During the 2019 General Assembly, Georgia’s Hope Act, aka HB324, had been passed by the Senate with only eight “nay-sayers” on the Friday that preceded Sine Die. Lawmakers ping-ponged the bill between Senate and House conference committees for some last-minute negotiations, which also engaged Governor Brian Kemp.
Georgia’s General Assembly approved compromise legislation sponsored by Gravley, to allow up to six private companies to be licensed to grow marijuana and use it to manufacture the medicinal oil.
Georgia law allowed patients with 16 specific conditions, including cancer and seizure disorders, to possess the drug but provided no real way to obtain it. HB324 provided the missing piece needed by Georgia patients to avoid exposure to legal conflicts with federal law.
Gravley told Paulding business leaders last week that what drove him the most to get the legislation passed was the thought of how would he feel if it was his own child who could be helped with access to the oil?
He also stressed that there is no link between this and any effort to establish recreational use of marijuana in Georgia. Pharmacies will initially be allowed to sell the oil, though a state oversight board would have the authority to allow other private sellers, the bill states.

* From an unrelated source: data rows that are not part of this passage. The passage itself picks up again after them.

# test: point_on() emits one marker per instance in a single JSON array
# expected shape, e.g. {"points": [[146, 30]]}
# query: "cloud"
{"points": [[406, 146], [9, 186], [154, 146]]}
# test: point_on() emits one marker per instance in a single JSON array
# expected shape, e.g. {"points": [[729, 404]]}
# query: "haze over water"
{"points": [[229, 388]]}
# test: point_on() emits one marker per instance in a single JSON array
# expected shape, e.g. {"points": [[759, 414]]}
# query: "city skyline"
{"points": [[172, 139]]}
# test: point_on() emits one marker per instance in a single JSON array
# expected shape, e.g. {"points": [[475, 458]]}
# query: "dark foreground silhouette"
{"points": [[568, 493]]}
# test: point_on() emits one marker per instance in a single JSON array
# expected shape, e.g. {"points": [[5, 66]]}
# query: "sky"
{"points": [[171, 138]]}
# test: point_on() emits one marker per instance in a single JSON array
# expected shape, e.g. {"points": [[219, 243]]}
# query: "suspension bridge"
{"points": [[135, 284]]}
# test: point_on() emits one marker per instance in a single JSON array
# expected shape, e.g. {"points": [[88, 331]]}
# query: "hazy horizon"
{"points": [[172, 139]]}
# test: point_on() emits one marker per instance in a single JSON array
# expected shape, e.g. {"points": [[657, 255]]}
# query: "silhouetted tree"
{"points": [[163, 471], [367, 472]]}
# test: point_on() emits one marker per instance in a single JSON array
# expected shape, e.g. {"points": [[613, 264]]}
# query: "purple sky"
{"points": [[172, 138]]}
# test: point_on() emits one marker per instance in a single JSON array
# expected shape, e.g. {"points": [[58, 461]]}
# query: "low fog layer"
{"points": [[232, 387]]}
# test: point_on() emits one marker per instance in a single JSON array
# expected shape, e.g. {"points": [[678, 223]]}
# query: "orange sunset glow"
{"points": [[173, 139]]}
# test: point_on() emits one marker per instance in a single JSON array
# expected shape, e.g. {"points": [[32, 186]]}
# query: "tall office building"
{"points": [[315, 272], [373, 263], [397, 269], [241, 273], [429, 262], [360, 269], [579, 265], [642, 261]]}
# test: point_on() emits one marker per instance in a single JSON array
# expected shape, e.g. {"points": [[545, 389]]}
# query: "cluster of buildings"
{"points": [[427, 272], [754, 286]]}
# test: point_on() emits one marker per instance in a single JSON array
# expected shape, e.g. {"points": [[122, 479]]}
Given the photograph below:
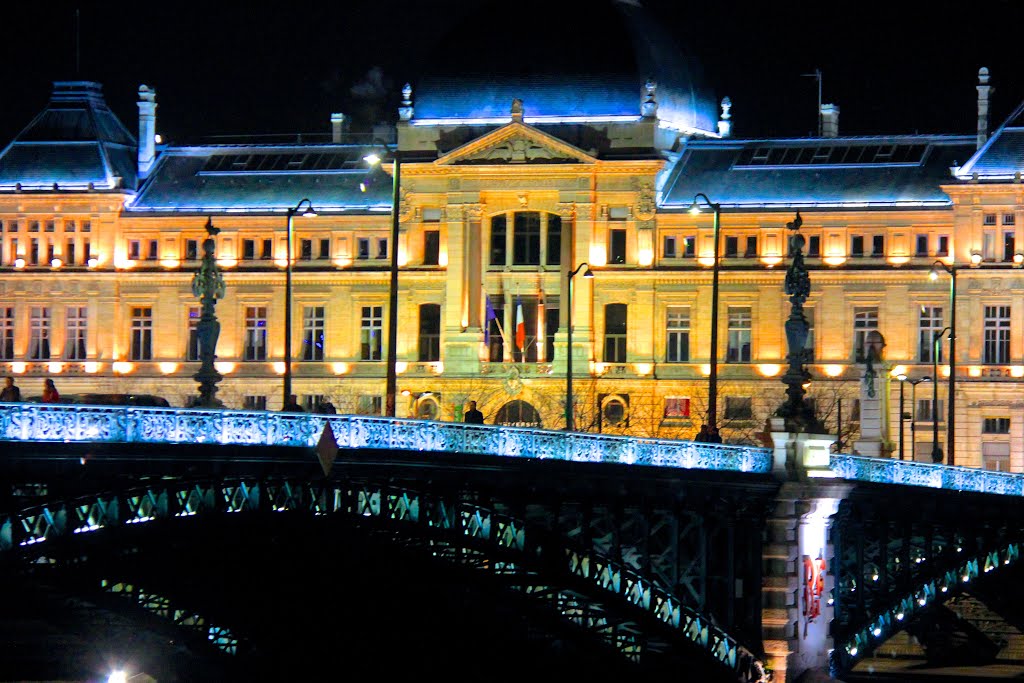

Since the law was passed the process to establish the ways and means to get medicine to registered patients has been ongoing. Gravley said the number of registered patients is encroaching on about 13,000 and will no doubt see a spike in this next year with the law in place and means of distribution established, and he estimates that number could rise it as high as 25,000.
“We’re in the middle of vetting all of the commission members; we’ve had a great interest in serving on the commission,” Gravley said. Gravley said the office of the Lt. Governor is conducting interviews to find appropriate members who can make the kinds of decisions that are required.
“We want to make sure that those individuals that get on this board are aware of the amount of work required in a short amount of time. We also want to make sure they understand this appointment is vital to the success of this particular industry and the workload is going to be incredible. These folks are going to be tasked with overseeing who’s going to get these licenses. And these licenses are going to determine for tens of thousands of families in our state, that they get safe oil.”
After licensees are approved, the process from ‘seed to sale’ to provide the oil to registered patients in Georgia will take about 12 months, Gravley, said.